Common Triggers and Why They Matter
Triggers don’t cause migraine in the way a virus causes a cold. They’re more like the final push that tips an already-sensitive brain past its threshold. The most commonly reported triggers include:
- Stress. The most frequently cited trigger. Interestingly, many people report attacks not during peak stress but during the letdown period afterward, such as the first day of a vacation or a weekend after a demanding work week.
- Hormonal changes. The drop in estrogen that occurs just before menstruation is a well-established trigger. Estrogen modulates pain processing in the trigeminal system, so when levels fall, the pain network loses a protective buffer.

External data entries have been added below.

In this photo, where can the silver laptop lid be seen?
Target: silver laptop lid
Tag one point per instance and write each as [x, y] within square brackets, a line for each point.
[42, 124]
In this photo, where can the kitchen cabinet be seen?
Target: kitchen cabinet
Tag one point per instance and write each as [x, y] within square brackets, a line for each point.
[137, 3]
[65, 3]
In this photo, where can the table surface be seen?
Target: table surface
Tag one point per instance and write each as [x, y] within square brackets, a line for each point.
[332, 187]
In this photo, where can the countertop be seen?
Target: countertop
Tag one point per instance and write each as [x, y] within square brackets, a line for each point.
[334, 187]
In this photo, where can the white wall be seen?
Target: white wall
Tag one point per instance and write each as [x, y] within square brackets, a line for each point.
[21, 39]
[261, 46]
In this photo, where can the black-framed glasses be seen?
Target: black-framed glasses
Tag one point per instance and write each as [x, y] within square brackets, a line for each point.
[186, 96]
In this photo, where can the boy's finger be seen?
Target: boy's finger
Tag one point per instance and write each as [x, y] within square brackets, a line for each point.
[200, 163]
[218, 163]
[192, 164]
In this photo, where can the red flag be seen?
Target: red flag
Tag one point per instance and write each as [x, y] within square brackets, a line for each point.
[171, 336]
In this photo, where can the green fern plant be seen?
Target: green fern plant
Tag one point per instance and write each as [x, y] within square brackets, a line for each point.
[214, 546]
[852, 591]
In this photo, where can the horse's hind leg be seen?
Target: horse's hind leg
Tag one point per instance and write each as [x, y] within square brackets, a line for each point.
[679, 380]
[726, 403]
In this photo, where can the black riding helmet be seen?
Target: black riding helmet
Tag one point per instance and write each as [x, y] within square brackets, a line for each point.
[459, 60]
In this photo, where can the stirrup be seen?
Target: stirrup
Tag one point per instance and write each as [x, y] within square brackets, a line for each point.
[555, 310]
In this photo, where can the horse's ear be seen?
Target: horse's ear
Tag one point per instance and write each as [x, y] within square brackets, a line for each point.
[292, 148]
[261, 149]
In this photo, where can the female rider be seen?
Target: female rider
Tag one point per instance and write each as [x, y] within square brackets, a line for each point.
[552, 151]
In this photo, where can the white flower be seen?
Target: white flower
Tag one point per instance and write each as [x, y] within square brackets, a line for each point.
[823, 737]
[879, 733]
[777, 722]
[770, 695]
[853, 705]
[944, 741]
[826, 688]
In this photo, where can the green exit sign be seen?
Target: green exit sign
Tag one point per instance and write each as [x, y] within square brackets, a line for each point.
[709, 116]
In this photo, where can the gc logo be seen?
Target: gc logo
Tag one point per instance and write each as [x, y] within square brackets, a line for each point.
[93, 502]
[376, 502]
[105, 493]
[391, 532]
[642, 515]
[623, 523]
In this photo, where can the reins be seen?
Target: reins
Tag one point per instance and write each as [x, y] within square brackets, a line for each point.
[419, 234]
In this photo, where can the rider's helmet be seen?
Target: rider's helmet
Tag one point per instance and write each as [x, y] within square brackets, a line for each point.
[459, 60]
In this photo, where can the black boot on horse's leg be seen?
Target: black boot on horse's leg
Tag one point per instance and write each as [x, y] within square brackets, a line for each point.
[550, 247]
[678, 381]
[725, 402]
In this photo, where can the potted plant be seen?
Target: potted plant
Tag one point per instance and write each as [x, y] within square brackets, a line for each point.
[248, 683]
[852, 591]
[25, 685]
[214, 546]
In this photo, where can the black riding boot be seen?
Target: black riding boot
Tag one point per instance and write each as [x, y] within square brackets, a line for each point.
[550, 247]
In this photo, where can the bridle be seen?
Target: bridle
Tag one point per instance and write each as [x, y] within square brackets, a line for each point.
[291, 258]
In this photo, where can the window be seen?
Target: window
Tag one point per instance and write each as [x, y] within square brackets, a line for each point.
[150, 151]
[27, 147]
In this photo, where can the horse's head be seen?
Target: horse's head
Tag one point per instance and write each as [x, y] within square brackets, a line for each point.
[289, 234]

- Sleep disruption. Both too little sleep and oversleeping can provoke attacks, likely through the hypothalamic and circadian mechanisms described above.
- Diet. Fermented or pickled foods, aged cheeses, processed meats, and certain preservatives are reported triggers. Skipping meals can also provoke attacks, possibly through blood sugar shifts.
- Sensory overload. Bright or flickering lights, loud sounds, and strong odors can trigger attacks and worsen symptoms once an attack has started.
Not every person with migraine has the same triggers, and a given trigger won’t necessarily cause an attack every time. Whether a trigger pushes someone into an attack often depends on how many other factors are stacking up at the same time: how well they slept, where they are in their hormonal cycle, how much stress they’re carrying, and how recently they last had an attack.
Why the Old “Blood Vessel” Theory Fell Apart
For most of the 20th century, migraine was considered a vascular disorder. The logic seemed straightforward: ergotamine, a drug that constricts blood vessels, relieved migraine pain, and other vasoconstrictors like noradrenaline also helped abort attacks. But this theory couldn’t explain why some potent vasodilators don’t trigger migraines at all, or why neurological symptoms like aura, brain fog, and mood changes occur long before any headache begins.
The decisive evidence came from imaging studies showing that people in the middle of a spontaneous migraine attack had no significant changes in blood vessel diameter. The field has since shifted to a neurovascular model, which recognizes that while blood vessels play a role, they’re responding to signals from a dysfunctional nervous system rather than driving the process. The brain’s pain networks, its internal clock, its chemical signaling, and its genetic wiring are the primary players. Blood vessel changes, when they occur, are a downstream consequence rather than the root cause.